In response to a Seattle Times request for the number of veterans ruled ineligible for benefits, VA officials said the department has no way to track how many of these reviews are conducted, how long they take or their outcomes.
In recent years, the federal law that guides veterans benefits has come under fire from a surprising source: some Army lawyers frustrated by the frequency with which troubled combat veterans are tossed out of the military without ready access to VA health care.
"I would go so far to say that, when we speak of Army values, leaving no soldier behind, there is almost a moral obligation," said Maj. Evan Seamone, chief of Military Justice at Fort Benning, Ga., who in 2011 published a Military Law Review article critiquing the Army legal system.
"We are creating a class of people who need help the most, and may not be able to get it. And, when you do that, there are whole families torn apart, and higher levels of crime. It's a public health and public safety issue."
In another Military Law Review article, Maj. Tiffany Chapman, a former Army prosecutor, argues that Congress should overhaul a 1944 federal law that authorizes the VA to determine whether veterans without honorable discharges are eligible for benefits.
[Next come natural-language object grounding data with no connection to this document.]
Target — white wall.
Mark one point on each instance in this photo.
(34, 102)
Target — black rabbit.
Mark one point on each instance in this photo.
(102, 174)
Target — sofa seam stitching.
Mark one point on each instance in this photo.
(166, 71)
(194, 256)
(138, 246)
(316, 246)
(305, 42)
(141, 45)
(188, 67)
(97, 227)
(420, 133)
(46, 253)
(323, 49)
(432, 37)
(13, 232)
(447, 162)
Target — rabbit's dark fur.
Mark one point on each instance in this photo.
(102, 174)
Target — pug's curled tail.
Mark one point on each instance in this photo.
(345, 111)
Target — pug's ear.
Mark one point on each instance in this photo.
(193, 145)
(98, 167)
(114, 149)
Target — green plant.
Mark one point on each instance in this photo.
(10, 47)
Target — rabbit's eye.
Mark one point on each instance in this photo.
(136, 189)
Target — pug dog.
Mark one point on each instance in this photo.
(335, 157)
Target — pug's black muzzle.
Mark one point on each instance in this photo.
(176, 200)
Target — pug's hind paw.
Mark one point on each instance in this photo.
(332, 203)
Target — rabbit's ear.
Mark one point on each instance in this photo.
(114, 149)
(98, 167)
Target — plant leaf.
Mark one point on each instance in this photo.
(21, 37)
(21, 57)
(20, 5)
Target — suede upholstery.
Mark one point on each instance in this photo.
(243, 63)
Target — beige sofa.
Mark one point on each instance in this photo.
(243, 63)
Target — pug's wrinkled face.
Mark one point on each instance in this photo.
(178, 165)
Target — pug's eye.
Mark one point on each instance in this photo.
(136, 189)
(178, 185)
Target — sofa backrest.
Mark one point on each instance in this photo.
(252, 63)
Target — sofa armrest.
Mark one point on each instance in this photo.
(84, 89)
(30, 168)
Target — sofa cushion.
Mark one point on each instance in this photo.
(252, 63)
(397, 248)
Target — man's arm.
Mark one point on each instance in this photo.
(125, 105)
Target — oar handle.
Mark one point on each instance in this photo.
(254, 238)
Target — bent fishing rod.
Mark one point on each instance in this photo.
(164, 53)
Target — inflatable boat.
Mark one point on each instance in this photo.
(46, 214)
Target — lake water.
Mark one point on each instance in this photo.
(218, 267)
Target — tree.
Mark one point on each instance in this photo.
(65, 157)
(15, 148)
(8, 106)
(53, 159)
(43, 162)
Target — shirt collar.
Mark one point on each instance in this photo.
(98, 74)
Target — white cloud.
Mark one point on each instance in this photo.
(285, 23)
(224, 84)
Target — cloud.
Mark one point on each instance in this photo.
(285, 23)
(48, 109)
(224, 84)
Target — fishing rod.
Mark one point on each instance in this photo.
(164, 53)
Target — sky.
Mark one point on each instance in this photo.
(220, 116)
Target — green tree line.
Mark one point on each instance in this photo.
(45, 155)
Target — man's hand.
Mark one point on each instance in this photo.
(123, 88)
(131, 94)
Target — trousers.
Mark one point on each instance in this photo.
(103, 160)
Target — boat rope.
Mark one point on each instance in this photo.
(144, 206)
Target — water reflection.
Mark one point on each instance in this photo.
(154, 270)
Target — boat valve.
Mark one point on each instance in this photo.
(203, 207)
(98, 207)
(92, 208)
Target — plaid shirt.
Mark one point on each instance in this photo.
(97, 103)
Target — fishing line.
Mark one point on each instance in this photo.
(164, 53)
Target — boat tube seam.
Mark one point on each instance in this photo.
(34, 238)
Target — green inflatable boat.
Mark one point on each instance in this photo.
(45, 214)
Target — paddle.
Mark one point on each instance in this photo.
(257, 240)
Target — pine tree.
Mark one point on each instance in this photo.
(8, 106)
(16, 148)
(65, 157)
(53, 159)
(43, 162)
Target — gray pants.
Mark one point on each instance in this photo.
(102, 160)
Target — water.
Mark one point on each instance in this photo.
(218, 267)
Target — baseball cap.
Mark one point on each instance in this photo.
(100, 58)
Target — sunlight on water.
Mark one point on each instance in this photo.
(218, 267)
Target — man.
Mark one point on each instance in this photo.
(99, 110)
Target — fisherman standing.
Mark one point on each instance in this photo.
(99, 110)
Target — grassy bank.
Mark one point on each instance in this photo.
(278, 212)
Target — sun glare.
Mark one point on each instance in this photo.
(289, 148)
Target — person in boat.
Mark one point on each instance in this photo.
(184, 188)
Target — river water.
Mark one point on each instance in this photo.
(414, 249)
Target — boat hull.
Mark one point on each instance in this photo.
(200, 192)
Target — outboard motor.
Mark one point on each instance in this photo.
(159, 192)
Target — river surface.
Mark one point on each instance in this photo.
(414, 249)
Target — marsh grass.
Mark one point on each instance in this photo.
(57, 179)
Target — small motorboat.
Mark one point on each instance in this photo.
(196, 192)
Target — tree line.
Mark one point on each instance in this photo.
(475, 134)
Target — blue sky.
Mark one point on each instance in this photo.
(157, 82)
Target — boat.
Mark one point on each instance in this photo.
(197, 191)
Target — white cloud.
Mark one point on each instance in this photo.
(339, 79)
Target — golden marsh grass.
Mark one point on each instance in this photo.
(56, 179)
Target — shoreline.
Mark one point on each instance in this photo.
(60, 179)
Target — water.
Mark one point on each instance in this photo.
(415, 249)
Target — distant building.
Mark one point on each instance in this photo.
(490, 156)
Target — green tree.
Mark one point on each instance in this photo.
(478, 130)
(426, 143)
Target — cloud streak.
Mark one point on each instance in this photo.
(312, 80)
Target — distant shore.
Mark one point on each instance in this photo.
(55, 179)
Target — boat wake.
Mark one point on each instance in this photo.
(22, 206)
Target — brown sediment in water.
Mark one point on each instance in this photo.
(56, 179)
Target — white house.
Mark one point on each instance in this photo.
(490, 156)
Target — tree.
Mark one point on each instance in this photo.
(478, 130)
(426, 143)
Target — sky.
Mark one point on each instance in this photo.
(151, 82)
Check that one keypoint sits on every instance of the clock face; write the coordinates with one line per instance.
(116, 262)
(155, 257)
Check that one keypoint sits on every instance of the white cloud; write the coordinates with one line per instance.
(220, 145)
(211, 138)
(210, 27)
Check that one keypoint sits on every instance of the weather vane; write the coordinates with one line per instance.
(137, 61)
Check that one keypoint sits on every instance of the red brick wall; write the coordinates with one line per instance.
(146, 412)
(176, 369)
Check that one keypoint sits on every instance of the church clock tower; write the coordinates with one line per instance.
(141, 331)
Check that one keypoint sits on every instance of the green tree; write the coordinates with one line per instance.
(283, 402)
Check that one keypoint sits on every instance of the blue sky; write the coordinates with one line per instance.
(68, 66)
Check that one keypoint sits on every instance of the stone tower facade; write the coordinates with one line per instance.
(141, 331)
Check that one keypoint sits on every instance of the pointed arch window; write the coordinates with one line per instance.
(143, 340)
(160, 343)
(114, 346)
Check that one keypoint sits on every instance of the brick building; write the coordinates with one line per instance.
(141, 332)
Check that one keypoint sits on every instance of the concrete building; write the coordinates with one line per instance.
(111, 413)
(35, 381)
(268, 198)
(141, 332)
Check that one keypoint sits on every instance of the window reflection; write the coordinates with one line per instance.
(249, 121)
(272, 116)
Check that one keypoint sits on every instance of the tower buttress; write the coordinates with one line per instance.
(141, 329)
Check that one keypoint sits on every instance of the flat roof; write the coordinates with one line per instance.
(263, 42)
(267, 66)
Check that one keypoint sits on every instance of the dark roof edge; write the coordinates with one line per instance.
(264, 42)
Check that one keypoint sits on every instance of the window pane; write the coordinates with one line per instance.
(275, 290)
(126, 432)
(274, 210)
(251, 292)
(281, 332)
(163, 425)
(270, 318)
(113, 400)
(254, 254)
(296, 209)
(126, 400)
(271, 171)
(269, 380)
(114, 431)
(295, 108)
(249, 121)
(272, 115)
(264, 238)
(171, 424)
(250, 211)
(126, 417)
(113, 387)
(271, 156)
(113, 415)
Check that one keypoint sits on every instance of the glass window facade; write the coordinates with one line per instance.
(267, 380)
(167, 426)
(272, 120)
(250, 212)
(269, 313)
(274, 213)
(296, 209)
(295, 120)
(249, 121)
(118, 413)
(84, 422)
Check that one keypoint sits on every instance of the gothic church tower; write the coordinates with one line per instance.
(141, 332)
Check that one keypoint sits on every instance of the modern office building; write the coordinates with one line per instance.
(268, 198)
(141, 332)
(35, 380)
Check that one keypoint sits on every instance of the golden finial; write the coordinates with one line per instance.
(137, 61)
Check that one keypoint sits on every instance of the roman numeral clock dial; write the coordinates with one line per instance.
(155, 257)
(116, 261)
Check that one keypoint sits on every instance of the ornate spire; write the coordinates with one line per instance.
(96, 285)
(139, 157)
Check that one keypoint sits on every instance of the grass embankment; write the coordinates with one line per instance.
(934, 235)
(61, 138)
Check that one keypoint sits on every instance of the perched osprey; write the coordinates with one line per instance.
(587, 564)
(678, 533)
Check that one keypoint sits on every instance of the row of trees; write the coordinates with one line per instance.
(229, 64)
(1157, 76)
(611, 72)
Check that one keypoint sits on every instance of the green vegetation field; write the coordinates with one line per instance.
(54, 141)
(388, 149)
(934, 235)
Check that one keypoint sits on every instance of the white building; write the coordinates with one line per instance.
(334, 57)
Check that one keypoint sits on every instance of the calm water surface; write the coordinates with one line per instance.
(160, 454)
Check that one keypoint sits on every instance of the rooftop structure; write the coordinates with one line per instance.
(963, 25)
"Out of fairness to the soldier who risked his life in combat, Congress must amend current legislation to ensure that all veterans who suffer from service-connected PTSD are able to obtain treatment regardless of the circumstances under which they were separated from the military."
Others say that granting such benefits would disrespect the vast majority of service members who go to war and complete their service honorably.
"The veterans who advise our program, they are still firm that an honorable discharge should be the standard for care," said George Dignan, a King County, Wash., official who helps to administer veterans programs.
A King County veterans program and a state program that offer PTSD counseling have patterned eligibility after the federal law and do not extend services to veterans who have an other-than-honorable discharge.
In Congress, there has not been much discussion about changing the law.
Sen. Patty Murray, D-Wash., said that she is concerned about any veterans who find themselves "outside of the VA looking in" and that the appeals process needs to be "vastly improved."
But Murray, chairwoman of the Senate Veterans' Affairs Committee, does not favor new legislation and said these veterans should continue to have their access to health care determined on a case-by-case basis.